The IBR shows that net 34% of business leaders in the eurozone are optimistic in the economic outlook, up from just 13% in Q4-2014 and just 5% in Q3-2014. The resurgence has been driven largely by improvements in Spain (52%), Italy (32%) and Ireland (92%) - with the latter currently the most optimistic business community in the world. German businesses remain bullish (59%) with their French peers (-15%) still overwhelmingly pessimistic, although less so compared with the previous quarter.
Francesca Lagerberg, global leader for tax services at Grant Thornton, commented:
“We’ve seen a few false dawns in the eurozone following the sovereign debt crisis but when you consider how buoyant these figures are in the context of the uncertainty caused by the Greek elections, this could indicate a decisive turning point in the regional economy. Following the lead of the UK and the US, quantitative easing looks to have had the immediate effect that policymakers were hoping for, giving businesses the confidence and support they need to invest in the growth of their operations.
“Germany continues to drive the currency bloc, but it is heartening to see the amazing transformation in countries such as Ireland, Italy and Spain. Major austerity drives have caused severe discomfort for businesses and consumers but there is now a growing feeling of light at the end of the tunnel. With an improving real estate sector in Spain, higher exports and investment spending in Ireland and the anti-corruption drive in Italy, it is no surprise that businesses are increasingly optimistic about growth prospects.”
Expectations for increasing revenues and profits are high in each of these three economies. In Spain, 59% of businesses expect to increase revenues over the next 12 months, and 50% expect profits to go the same way. Ireland is even more buoyant with 70% positive on revenues and 66% on profits. Italian businesses are slightly less bullish but have posted double digit climbs in both indicators over the past three months.
Francesca Lagerberg added:
“European firms will take heart from this transformation and we expect businesses to invest more in people, research and development and facilities as uncertainty subsides.
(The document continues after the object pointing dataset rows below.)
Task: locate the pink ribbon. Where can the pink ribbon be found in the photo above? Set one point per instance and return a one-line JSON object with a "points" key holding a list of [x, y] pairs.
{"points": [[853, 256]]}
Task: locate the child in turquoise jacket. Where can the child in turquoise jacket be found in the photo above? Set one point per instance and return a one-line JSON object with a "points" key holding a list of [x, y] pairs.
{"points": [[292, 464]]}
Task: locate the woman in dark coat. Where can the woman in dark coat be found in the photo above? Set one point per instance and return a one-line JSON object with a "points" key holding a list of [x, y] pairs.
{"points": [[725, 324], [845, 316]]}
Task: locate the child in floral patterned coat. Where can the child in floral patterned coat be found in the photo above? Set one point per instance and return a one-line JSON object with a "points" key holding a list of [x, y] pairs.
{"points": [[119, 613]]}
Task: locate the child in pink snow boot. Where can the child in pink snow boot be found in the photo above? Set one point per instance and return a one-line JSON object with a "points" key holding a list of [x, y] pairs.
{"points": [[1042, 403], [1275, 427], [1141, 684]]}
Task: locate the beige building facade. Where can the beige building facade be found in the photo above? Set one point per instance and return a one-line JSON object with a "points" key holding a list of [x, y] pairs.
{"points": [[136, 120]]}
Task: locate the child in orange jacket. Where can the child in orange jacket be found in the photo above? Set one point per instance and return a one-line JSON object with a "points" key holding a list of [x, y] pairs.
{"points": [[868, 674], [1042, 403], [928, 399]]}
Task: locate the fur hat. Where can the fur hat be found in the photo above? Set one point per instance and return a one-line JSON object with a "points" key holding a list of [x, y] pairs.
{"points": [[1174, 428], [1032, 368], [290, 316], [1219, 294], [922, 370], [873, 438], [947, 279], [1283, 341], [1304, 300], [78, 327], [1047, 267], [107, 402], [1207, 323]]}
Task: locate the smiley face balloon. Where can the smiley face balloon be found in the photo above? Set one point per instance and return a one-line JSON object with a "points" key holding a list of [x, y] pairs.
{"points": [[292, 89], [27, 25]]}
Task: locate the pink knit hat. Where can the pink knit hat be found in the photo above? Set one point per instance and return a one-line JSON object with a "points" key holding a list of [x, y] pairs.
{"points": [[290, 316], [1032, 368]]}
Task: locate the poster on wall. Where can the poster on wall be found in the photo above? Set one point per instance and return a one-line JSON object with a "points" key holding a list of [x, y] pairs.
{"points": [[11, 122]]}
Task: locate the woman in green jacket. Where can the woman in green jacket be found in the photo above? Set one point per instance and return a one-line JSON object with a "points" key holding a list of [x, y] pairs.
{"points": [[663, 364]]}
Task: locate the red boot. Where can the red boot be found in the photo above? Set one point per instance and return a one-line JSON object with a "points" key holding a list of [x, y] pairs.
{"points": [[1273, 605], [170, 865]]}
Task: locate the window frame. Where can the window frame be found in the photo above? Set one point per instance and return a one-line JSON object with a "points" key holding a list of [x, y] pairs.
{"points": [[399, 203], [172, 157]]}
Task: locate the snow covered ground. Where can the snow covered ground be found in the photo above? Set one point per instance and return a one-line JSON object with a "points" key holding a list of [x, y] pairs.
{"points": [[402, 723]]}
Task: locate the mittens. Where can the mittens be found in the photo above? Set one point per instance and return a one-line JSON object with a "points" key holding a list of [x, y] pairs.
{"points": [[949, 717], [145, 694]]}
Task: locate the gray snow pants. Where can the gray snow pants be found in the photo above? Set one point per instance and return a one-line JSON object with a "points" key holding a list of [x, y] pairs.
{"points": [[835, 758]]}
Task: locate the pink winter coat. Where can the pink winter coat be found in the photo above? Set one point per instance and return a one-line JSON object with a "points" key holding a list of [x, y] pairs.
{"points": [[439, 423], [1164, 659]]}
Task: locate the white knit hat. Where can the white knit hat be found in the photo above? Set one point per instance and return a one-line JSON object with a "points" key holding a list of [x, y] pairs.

However there is one cloud on the horizon: the prospect of a Greek exit from the eurozone. The region is probably better insulated than it was three years ago but business leaders will be watching the situation very closely indeed.”
Globally, the increase in optimism in Europe is mitigated by sharp downturns in Latin America and Eastern Europe. Driven by Brazil (-18%), Latin America has fallen to an all-time low of 5%. Business confidence in Eastern Europe has dropped to just 6% with Russian businesses increasingly pessimistic (-6%).
Francesca Lagerberg concluded:
“Brazil is suffering from the major corruption scandal surrounding Petrobras which is threatening to topple the government, while economic sanctions are having a severe impact on the Russian economy. By contrast, China and India are moving strongly ahead. The BRICs are certainly no longer moving in lockstep.”